Web Scraping Webinar

Install R and R Studio

First of all, R must be downloaded and installed. Please download R from https://cloud.r-project.org/.
Then R Studio needs to be downloaded from https://rstudio.com/products/rstudio/download/#download and installed.
In order for the functions contained in a package to be available in the R environment, the package must first be available in the R environment. This is a two step process. Please open R Studio and follow the steps mentioned below.

Data Source

After following the steps mentioned above, everything should be in place to jump into writing some simple code blocks in R to scrape data from the web. In this part, financial market platform https://www.investing.com/ will be used to have simple use cases for scraping data using R.

Investing.com is a platform that provides real-time data, charts, financial instruments, news and analysis in 44 different languages from all around the world. With over 46 million monthly users, Investing.com is one of the top three global finance sites according to SimilarWeb and Alexa

Investing.com offers unlimited and completely free of charge access to services such as real-time offers, customized portfolios, personal alerts, calendars, calculators, and financial information.
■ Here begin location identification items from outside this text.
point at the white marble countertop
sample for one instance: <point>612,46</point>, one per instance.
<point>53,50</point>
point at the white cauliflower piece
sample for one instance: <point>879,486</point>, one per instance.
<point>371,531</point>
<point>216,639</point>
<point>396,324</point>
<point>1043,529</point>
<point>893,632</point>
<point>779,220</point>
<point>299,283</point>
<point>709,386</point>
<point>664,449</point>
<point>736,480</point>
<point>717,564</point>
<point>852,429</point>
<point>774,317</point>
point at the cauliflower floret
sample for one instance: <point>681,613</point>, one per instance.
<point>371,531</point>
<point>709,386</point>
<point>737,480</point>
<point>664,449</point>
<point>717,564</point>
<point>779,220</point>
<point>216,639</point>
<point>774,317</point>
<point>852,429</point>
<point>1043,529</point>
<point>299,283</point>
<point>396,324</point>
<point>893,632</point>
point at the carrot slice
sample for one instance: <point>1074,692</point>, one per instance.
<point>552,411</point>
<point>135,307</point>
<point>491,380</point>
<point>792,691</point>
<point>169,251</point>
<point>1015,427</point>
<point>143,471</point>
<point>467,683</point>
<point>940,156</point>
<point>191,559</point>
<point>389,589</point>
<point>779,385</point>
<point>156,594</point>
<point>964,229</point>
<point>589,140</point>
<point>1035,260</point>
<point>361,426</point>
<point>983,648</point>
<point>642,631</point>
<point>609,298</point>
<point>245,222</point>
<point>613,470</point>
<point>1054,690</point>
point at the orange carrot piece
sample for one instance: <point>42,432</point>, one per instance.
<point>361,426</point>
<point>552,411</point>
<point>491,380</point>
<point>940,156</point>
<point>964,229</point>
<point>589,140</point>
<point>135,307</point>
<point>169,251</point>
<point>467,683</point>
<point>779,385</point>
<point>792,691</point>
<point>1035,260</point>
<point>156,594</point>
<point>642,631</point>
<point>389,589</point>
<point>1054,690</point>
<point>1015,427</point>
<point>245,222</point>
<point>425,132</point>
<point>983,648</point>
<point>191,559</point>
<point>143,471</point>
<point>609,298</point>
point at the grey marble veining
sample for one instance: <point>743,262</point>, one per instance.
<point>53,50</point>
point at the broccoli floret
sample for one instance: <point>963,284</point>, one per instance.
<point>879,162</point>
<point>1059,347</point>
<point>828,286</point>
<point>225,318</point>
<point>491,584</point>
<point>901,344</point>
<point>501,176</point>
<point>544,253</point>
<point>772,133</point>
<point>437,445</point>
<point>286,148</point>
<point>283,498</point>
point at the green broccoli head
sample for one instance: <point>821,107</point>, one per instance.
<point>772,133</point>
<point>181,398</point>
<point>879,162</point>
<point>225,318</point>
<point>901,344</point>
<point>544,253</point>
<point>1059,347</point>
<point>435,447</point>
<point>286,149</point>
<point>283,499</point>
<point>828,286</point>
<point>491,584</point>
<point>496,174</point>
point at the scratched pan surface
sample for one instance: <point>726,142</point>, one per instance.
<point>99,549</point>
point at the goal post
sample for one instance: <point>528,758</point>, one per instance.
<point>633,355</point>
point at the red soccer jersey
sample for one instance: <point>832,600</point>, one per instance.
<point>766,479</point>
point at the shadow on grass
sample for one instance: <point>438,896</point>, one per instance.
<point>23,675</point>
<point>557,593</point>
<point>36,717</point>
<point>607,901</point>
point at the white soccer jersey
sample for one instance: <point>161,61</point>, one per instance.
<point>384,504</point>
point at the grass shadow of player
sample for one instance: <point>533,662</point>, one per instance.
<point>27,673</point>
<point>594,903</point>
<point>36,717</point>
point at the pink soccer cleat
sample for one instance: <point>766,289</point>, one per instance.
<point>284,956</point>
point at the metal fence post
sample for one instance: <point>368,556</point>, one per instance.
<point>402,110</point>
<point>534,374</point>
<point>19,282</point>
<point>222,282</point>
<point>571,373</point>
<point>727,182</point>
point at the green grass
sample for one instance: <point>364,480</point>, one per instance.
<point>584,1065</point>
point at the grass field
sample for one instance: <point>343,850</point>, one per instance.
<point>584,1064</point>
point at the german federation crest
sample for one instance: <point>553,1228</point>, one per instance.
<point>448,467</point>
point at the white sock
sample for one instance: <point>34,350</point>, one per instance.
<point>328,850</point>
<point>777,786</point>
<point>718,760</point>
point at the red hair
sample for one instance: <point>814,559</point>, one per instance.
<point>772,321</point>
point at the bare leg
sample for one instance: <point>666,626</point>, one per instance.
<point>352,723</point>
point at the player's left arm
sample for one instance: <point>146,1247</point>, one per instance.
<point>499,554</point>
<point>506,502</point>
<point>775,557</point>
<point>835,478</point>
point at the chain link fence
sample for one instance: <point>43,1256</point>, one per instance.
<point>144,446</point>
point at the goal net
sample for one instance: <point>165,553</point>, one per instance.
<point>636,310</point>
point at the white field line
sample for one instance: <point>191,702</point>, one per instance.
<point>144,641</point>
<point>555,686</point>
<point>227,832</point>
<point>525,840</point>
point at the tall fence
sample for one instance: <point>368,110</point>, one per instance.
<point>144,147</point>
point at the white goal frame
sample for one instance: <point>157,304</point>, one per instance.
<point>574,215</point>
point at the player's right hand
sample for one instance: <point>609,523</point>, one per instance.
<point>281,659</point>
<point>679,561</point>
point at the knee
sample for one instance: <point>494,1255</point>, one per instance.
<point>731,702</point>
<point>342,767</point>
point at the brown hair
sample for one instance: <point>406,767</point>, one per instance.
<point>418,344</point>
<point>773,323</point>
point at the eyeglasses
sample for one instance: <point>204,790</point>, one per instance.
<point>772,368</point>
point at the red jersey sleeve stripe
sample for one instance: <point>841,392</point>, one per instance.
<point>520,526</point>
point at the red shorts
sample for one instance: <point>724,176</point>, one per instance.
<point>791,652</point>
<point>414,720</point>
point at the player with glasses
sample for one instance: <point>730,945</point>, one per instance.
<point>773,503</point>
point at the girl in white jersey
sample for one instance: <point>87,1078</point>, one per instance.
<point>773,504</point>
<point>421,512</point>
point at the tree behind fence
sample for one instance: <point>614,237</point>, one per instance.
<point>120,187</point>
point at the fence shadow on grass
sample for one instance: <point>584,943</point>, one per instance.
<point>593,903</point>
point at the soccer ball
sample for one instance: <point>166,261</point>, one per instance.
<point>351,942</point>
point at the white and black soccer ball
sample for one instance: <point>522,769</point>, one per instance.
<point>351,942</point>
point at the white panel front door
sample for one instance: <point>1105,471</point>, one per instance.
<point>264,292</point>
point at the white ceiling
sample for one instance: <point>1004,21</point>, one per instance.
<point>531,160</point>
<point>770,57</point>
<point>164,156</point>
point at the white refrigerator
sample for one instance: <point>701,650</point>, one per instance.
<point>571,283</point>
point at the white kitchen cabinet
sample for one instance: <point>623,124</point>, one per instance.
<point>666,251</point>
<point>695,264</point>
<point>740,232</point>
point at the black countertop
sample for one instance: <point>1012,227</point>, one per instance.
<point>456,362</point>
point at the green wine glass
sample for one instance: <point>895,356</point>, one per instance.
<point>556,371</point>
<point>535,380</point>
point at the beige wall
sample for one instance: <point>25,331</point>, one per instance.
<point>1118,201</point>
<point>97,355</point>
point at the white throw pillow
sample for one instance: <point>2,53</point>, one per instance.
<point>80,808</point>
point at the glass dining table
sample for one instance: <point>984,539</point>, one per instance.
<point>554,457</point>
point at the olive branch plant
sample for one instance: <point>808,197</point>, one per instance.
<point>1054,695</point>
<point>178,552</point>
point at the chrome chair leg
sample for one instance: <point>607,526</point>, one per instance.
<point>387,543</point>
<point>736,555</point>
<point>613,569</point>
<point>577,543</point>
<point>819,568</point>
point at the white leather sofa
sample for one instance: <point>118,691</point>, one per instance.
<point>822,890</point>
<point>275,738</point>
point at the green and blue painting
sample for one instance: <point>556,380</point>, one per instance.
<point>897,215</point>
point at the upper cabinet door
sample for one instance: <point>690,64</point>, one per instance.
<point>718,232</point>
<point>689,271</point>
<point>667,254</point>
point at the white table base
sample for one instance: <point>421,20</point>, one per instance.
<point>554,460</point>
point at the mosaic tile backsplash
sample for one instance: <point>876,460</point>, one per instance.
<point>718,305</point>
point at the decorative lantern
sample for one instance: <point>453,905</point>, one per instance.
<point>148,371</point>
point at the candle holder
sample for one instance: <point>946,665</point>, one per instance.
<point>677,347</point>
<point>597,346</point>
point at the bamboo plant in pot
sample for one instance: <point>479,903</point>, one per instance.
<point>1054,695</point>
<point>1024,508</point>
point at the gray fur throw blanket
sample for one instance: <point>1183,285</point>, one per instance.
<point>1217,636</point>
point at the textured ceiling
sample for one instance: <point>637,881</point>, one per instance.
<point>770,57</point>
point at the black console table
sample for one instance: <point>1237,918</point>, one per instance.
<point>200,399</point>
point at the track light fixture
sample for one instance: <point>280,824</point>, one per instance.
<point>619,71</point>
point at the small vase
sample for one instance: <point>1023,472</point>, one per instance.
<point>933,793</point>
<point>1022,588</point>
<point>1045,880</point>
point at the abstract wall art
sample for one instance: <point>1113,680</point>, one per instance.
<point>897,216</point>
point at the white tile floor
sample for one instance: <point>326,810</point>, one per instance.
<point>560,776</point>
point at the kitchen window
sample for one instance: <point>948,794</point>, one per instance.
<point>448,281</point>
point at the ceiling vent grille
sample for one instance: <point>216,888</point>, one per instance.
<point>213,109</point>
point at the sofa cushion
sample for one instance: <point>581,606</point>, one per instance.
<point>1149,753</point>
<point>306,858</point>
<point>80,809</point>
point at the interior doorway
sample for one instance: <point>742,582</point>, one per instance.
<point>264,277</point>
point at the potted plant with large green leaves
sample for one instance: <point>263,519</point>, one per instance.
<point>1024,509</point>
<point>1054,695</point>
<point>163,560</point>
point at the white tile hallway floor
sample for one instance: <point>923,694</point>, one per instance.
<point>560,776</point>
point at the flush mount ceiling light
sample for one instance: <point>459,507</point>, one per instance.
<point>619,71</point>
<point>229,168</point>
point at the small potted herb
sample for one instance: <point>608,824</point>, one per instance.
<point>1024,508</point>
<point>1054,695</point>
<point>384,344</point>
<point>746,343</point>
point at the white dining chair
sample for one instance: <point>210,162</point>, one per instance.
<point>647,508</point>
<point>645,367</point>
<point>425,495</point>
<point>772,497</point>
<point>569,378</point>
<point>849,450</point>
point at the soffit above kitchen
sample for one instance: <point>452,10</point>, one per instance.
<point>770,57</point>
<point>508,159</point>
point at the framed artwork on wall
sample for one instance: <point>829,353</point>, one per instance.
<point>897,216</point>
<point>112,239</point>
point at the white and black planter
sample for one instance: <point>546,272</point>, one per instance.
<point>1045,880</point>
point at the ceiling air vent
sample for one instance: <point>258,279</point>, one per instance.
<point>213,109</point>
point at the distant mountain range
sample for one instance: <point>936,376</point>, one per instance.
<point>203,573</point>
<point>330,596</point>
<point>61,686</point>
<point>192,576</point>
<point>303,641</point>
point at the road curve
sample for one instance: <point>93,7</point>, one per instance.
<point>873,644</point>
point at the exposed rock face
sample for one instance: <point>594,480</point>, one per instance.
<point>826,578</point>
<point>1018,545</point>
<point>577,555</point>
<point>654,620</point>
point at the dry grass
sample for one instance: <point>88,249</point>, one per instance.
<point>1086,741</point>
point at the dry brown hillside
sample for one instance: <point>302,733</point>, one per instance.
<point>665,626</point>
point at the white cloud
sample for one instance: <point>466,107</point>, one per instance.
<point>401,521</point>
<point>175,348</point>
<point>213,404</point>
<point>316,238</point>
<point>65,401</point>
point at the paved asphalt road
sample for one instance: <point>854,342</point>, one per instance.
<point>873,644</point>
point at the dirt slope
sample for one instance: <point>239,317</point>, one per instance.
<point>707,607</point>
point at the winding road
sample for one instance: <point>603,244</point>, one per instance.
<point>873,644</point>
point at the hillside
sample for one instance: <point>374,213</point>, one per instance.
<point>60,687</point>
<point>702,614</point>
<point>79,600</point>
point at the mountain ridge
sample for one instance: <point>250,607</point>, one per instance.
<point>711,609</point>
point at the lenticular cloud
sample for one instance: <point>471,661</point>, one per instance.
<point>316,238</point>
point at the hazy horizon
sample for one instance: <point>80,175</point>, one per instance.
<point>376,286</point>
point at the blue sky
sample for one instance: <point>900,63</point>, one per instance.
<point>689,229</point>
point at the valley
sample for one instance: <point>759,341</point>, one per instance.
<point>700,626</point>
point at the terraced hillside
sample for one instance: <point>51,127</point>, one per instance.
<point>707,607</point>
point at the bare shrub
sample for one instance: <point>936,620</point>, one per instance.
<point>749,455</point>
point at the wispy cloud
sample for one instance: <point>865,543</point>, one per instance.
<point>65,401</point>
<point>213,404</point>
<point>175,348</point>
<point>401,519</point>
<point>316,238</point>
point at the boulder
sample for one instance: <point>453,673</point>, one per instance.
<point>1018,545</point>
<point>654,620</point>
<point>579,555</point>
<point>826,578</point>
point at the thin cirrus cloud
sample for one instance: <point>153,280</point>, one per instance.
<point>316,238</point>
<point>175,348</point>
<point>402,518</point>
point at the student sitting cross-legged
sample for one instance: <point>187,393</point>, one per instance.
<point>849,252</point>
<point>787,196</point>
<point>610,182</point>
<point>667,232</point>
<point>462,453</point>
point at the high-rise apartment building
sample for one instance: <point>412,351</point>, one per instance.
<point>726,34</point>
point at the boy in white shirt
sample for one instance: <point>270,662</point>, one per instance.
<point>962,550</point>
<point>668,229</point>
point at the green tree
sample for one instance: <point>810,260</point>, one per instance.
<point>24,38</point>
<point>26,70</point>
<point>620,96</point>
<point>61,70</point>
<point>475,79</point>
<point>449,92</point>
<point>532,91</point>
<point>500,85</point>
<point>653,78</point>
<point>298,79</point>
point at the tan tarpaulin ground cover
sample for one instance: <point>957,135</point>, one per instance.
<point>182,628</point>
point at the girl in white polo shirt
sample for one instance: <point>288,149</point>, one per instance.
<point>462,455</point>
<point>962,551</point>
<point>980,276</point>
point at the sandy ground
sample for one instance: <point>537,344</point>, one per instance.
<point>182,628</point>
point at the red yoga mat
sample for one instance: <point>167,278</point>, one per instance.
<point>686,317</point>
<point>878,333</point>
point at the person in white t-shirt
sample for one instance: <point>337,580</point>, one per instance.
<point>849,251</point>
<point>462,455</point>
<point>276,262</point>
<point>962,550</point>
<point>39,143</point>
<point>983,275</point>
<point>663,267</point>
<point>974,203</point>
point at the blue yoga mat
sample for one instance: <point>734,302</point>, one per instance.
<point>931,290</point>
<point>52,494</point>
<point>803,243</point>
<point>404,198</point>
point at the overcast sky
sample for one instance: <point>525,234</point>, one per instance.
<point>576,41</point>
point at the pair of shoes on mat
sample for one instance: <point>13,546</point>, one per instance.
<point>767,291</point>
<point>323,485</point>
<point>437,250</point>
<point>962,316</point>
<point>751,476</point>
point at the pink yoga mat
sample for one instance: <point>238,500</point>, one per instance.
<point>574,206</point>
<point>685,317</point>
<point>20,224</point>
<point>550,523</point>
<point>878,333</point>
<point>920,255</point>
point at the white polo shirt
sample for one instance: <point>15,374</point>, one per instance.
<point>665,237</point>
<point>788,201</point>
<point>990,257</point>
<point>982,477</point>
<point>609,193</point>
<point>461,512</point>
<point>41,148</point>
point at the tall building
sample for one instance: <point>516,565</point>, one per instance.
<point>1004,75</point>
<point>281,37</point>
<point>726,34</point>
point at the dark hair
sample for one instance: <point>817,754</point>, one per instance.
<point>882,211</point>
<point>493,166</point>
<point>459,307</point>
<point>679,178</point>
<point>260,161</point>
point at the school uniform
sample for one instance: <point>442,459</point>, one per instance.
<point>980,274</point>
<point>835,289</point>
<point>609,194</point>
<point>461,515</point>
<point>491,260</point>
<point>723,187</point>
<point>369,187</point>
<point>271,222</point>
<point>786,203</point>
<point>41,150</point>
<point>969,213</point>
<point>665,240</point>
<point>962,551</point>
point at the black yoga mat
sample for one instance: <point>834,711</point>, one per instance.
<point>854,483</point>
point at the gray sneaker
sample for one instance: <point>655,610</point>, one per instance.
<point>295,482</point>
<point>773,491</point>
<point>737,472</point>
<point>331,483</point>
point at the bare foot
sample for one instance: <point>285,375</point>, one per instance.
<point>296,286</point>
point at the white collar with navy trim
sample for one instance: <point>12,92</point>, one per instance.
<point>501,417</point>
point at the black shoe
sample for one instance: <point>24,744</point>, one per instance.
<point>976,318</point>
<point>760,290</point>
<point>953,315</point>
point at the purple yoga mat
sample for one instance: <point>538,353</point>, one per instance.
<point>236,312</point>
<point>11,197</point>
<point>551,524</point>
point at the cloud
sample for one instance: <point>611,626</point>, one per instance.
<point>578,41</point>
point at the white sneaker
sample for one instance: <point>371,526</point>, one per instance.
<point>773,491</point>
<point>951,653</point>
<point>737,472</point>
Investing.com also provides information on Commodities, Cryptocurrencies, World Indices, World Currencies, Commodities, Bonds, Funds and Interest Rates, ETF Futures and Options

Installing rvest

#install.packages("rvest")
library(rvest)

Step by step web Scraping

Since the focus on the following part will be about “World Indices”, World Indices needs to be clicked. Then the page related to “World Indices” appears.

From this page, researchers can get useful information about stock markets from all over the world. As it is seen, there is no possibility to download those data points easily to excel files or any other type of text files. Only way to have this data is using web scraping techniques. rvest package provides efficient and quick solutions for web scraping. The page is reached by visiting https://www.investing.com/indices/world-indices, the URl is seen on the address bar of the browser. Next step is reading the html file of the page via read_html function from rvest package. Usage of the function is straight forward. It is enough to pass the url to the function as shown below.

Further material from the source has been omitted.